„Whatchado“-Gründer schmiss selbst Schule

Vom Flüchtlingskind über den Schulabbrecher hin zum erfolgreichen Gründer der Berufsplattform „Whatchado“. Im „Wien heute“-Interview spricht Ali Mahlodji von Bildung, Integration und dem Gefühl, nicht gut genug zu sein.

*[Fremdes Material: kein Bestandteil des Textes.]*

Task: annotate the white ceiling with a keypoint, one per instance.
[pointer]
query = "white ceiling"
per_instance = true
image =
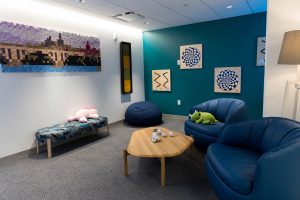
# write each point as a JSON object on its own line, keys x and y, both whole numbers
{"x": 168, "y": 13}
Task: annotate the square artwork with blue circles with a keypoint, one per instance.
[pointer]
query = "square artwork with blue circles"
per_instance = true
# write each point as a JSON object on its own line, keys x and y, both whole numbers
{"x": 228, "y": 79}
{"x": 191, "y": 56}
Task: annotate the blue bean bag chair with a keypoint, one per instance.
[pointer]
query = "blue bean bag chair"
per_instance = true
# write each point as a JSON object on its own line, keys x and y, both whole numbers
{"x": 143, "y": 113}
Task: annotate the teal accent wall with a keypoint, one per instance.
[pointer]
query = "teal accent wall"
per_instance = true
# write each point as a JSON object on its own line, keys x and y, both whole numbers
{"x": 226, "y": 42}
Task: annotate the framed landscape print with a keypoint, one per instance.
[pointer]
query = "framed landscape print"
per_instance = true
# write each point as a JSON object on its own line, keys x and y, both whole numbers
{"x": 26, "y": 48}
{"x": 191, "y": 56}
{"x": 161, "y": 80}
{"x": 227, "y": 80}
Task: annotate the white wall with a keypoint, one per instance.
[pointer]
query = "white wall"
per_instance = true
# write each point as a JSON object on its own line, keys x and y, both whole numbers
{"x": 282, "y": 16}
{"x": 29, "y": 101}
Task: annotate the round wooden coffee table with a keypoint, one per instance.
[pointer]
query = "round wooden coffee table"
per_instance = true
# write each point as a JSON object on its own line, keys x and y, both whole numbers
{"x": 140, "y": 145}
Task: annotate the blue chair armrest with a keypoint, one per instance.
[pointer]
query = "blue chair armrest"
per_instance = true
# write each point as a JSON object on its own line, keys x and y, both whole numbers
{"x": 244, "y": 134}
{"x": 277, "y": 174}
{"x": 237, "y": 113}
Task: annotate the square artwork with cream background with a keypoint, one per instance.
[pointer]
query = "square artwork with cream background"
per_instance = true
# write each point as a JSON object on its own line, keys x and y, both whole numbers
{"x": 227, "y": 80}
{"x": 191, "y": 56}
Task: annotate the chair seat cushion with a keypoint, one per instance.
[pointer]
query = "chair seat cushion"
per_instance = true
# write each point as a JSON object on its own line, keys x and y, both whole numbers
{"x": 235, "y": 166}
{"x": 210, "y": 130}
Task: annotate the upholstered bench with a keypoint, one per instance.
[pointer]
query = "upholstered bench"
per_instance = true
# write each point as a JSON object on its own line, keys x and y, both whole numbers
{"x": 64, "y": 131}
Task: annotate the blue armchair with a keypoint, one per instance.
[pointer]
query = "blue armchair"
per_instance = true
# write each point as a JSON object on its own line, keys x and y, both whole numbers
{"x": 226, "y": 111}
{"x": 256, "y": 160}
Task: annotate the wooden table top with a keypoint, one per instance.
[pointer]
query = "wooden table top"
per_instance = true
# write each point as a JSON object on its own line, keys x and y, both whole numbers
{"x": 140, "y": 144}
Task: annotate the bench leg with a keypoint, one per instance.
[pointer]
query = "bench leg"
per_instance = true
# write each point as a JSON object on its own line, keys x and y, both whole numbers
{"x": 125, "y": 154}
{"x": 107, "y": 128}
{"x": 49, "y": 150}
{"x": 163, "y": 171}
{"x": 37, "y": 147}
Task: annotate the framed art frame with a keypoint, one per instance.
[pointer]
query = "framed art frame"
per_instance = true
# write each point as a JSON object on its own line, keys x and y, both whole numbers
{"x": 191, "y": 56}
{"x": 161, "y": 80}
{"x": 25, "y": 48}
{"x": 126, "y": 67}
{"x": 261, "y": 51}
{"x": 227, "y": 80}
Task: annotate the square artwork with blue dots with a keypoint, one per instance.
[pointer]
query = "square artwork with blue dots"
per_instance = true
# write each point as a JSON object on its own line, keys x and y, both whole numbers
{"x": 228, "y": 80}
{"x": 191, "y": 56}
{"x": 26, "y": 48}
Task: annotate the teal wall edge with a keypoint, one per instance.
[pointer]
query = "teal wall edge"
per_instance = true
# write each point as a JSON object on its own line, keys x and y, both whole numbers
{"x": 226, "y": 42}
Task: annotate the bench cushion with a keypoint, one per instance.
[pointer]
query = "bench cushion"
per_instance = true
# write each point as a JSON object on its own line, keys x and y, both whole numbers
{"x": 69, "y": 129}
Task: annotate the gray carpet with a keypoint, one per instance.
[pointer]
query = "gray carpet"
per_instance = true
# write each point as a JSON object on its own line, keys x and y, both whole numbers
{"x": 92, "y": 168}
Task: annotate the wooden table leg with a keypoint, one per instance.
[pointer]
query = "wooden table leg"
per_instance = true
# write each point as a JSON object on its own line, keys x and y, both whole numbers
{"x": 163, "y": 171}
{"x": 125, "y": 153}
{"x": 49, "y": 150}
{"x": 37, "y": 147}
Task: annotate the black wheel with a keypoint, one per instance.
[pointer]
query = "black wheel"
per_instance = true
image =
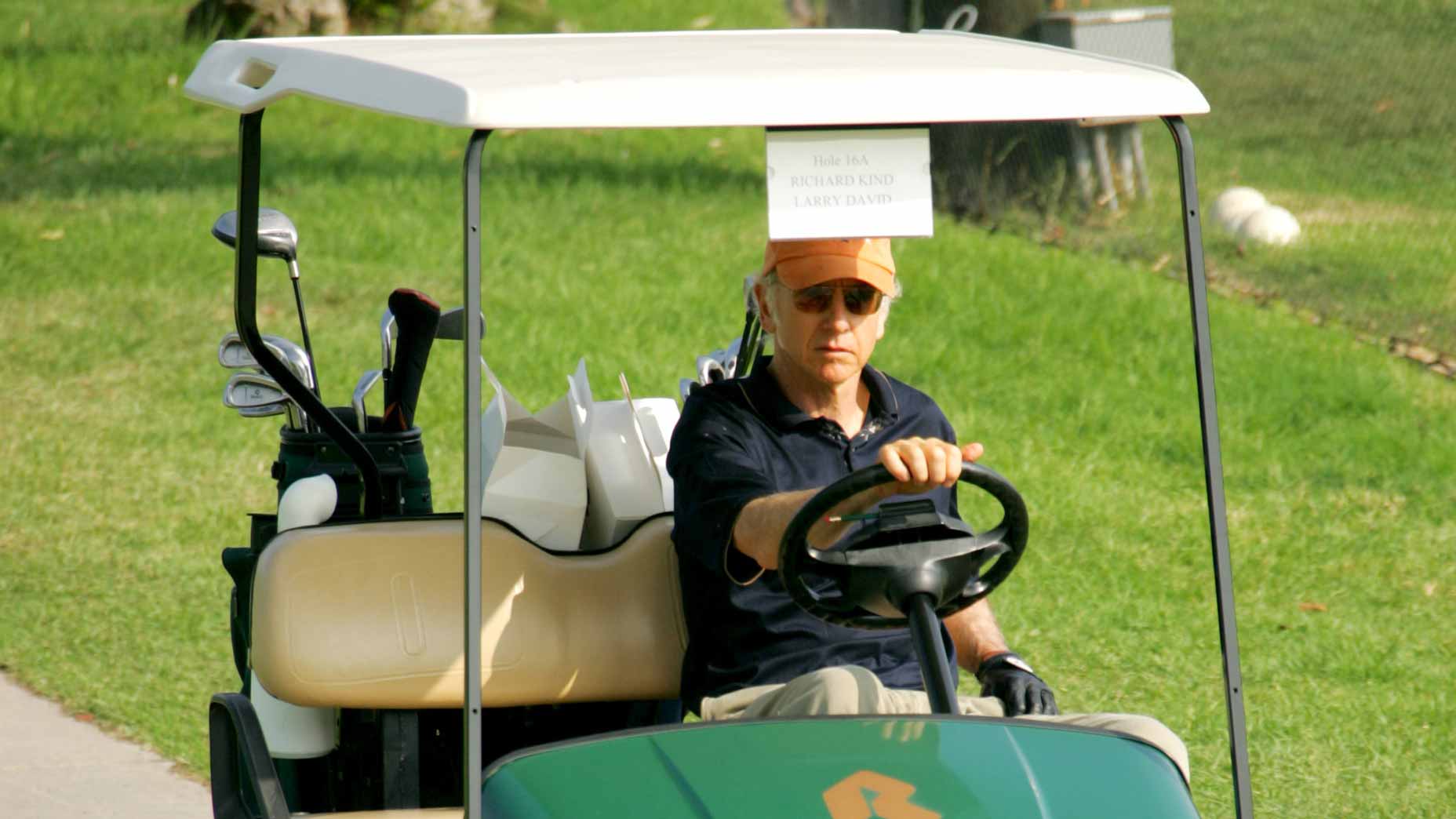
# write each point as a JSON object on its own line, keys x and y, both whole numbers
{"x": 867, "y": 579}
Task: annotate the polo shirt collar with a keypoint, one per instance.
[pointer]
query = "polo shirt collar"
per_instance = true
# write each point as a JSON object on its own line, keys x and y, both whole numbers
{"x": 768, "y": 399}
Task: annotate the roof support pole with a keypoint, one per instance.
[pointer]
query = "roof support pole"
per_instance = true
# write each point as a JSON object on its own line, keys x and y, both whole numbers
{"x": 474, "y": 479}
{"x": 245, "y": 314}
{"x": 1213, "y": 468}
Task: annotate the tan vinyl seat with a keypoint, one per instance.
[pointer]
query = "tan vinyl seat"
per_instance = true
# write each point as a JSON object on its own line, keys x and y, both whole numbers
{"x": 370, "y": 615}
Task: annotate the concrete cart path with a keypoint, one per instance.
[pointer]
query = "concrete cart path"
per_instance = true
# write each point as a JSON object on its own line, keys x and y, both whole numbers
{"x": 53, "y": 766}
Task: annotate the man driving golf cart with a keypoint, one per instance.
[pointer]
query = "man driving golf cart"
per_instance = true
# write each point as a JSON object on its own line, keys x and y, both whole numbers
{"x": 748, "y": 453}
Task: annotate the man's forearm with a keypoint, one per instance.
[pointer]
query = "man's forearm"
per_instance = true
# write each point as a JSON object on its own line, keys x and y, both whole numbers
{"x": 762, "y": 522}
{"x": 976, "y": 635}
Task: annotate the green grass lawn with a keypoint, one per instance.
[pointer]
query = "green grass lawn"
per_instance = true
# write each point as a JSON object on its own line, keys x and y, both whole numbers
{"x": 126, "y": 475}
{"x": 1340, "y": 112}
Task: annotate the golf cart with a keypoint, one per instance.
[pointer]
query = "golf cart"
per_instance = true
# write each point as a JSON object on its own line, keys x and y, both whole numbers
{"x": 428, "y": 655}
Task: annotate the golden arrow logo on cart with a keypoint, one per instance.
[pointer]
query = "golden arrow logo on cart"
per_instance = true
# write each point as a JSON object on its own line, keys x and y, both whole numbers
{"x": 848, "y": 799}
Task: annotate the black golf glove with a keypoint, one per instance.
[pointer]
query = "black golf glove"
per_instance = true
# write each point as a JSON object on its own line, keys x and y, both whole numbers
{"x": 1008, "y": 678}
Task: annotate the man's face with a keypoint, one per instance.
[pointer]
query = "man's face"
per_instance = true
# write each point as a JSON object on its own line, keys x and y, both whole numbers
{"x": 828, "y": 348}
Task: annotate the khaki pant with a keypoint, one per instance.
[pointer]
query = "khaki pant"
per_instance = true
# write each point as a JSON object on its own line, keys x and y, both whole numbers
{"x": 852, "y": 690}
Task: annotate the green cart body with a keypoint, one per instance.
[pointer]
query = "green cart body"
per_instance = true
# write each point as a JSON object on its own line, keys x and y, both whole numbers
{"x": 510, "y": 666}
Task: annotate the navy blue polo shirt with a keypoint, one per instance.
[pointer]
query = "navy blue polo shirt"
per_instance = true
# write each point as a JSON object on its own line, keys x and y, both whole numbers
{"x": 740, "y": 440}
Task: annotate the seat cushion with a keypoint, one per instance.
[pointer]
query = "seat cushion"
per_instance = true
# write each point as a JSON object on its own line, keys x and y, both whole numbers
{"x": 370, "y": 615}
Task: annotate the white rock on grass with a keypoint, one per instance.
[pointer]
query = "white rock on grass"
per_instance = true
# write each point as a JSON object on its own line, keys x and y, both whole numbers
{"x": 1233, "y": 206}
{"x": 1270, "y": 226}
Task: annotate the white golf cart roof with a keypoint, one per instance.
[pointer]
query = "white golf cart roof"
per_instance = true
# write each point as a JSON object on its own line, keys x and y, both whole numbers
{"x": 692, "y": 79}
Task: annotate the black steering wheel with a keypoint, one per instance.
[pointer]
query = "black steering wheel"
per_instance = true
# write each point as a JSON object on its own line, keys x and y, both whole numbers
{"x": 909, "y": 548}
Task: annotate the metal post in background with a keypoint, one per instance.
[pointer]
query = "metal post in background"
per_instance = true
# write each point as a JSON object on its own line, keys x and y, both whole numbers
{"x": 474, "y": 480}
{"x": 1213, "y": 470}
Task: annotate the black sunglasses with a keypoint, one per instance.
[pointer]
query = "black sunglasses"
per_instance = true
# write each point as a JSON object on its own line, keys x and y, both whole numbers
{"x": 859, "y": 299}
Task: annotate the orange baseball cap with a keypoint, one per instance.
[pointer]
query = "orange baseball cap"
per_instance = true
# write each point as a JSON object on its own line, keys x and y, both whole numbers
{"x": 806, "y": 263}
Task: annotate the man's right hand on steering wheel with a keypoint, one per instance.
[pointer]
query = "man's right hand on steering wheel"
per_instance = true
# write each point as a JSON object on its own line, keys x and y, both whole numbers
{"x": 923, "y": 464}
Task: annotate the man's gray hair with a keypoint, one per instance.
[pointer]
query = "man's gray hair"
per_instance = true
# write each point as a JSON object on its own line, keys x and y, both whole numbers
{"x": 770, "y": 277}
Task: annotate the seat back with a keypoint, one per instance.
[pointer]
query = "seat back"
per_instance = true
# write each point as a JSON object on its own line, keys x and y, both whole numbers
{"x": 370, "y": 615}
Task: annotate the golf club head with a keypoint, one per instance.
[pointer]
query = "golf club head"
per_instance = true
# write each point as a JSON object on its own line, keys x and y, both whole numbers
{"x": 263, "y": 411}
{"x": 277, "y": 236}
{"x": 233, "y": 355}
{"x": 257, "y": 395}
{"x": 386, "y": 329}
{"x": 282, "y": 409}
{"x": 366, "y": 384}
{"x": 253, "y": 389}
{"x": 452, "y": 326}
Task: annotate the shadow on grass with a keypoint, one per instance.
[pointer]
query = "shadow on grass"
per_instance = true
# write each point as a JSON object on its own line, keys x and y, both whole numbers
{"x": 66, "y": 168}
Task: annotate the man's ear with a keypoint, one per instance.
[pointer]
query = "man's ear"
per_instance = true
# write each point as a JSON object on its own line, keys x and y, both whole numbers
{"x": 760, "y": 297}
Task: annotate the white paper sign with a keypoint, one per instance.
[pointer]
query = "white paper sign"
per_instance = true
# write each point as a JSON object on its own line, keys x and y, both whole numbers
{"x": 846, "y": 184}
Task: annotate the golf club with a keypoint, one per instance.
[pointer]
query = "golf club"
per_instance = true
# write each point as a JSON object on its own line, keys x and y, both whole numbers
{"x": 386, "y": 329}
{"x": 366, "y": 384}
{"x": 452, "y": 326}
{"x": 264, "y": 411}
{"x": 418, "y": 317}
{"x": 277, "y": 238}
{"x": 248, "y": 391}
{"x": 233, "y": 355}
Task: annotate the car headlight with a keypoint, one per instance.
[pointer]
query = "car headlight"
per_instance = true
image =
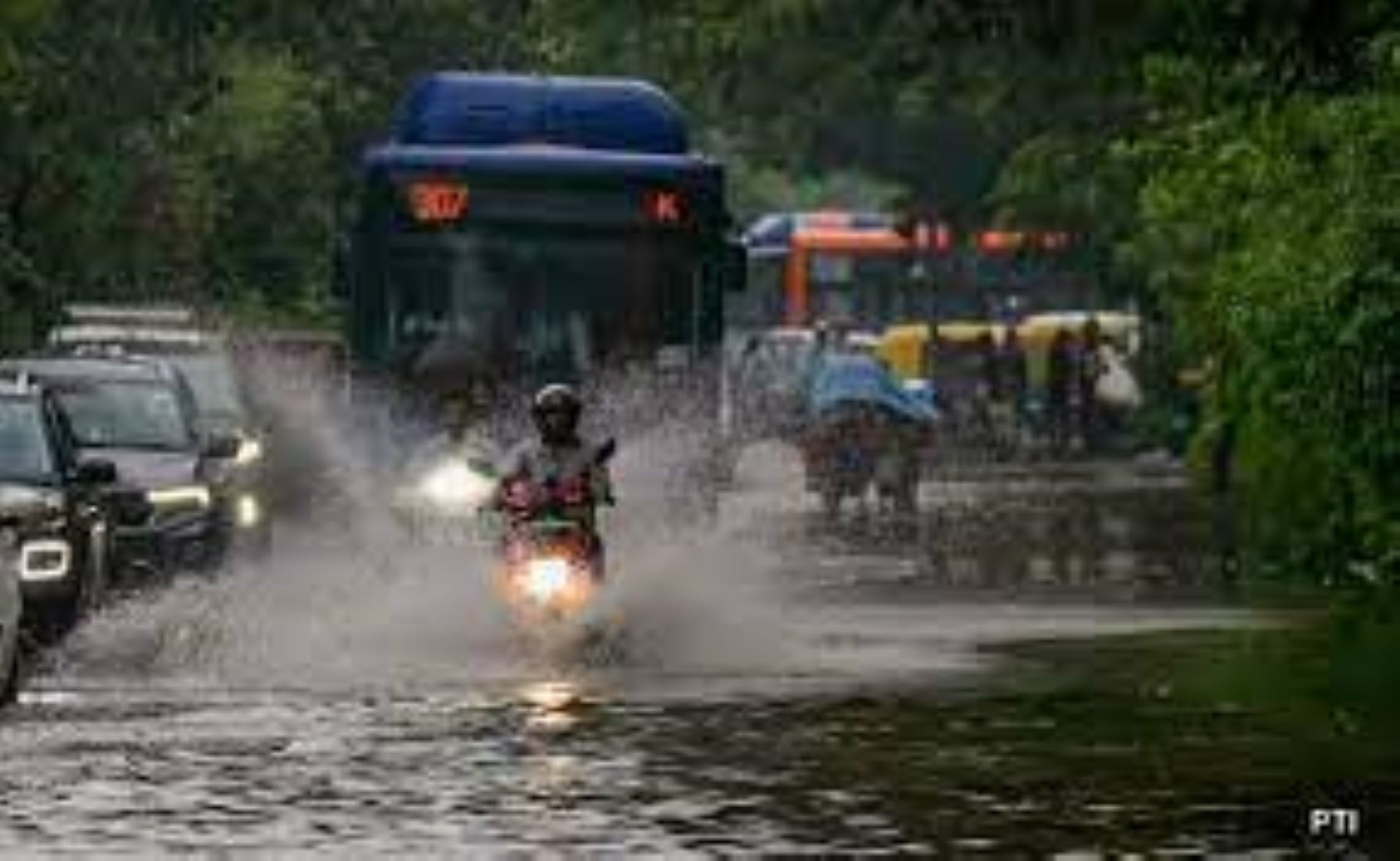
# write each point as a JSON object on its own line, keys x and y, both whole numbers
{"x": 45, "y": 559}
{"x": 545, "y": 578}
{"x": 457, "y": 484}
{"x": 247, "y": 511}
{"x": 167, "y": 498}
{"x": 249, "y": 451}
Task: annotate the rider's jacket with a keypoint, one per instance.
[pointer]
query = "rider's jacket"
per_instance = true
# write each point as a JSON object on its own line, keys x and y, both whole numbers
{"x": 569, "y": 475}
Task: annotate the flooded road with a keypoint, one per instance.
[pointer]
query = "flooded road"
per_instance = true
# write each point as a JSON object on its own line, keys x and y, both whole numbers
{"x": 780, "y": 693}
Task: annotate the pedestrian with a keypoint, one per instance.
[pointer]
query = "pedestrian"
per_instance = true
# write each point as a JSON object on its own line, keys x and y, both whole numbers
{"x": 1058, "y": 388}
{"x": 1088, "y": 367}
{"x": 1015, "y": 381}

Als Zweijähriger floh Ali Mahlodji mit seiner Familie aus dem Iran nach Österreich. Seine Eltern, beide Akademiker, wurden vom Mullah-Regime verfolgt. Die erste Station war ein Flüchtlingsheim in Traiskirchen, danach wuchs er in Simmering auf. Knapp vor der Matura brach Mahlodji die Schule ab, um zu arbeiten. Dennoch ist Bildung für ihn heute ein hohes Gut: „Ich habe die Schule damals hingeschmissen, weil ich Angst hatte, vor vielen Menschen zu sprechen. Ich habe gestottert. Aber ich wusste auch ganz genau, eine Ausbildung, die du einmal gemacht hast, kann dir keiner mehr wegnehmen“, sagt er im „Wien heute“-Interview.

Mahlodji

ORF

Ali Mahlodji versucht, Jugendliche von Bildung zu überzeugen

Das versucht er auch Jugendlichen zu vermitteln, mehr als 50.000 Jugendliche besuchten er und sein Team in den vergangenen Jahren: „Ich erzähle ihnen ganz klar, wie es in der Arbeitswelt aussieht und ich mache ihnen auch klar: Sie haben nur eine Lebenszeit und da ist Bildung die eine Sache, die einen wirklich oft weiterbringt. Und Jugendliche verstehen das auch, wenn man ihnen diese Eigenverantwortung zusteht“, ist Mahlodji überzeugt, der 2013 zum europäischen Jugendbotschafter ernannt wurde. Seine eigene HTL-Matura und einen FH-Abschluss holte er am zweiten Bildungsweg nach.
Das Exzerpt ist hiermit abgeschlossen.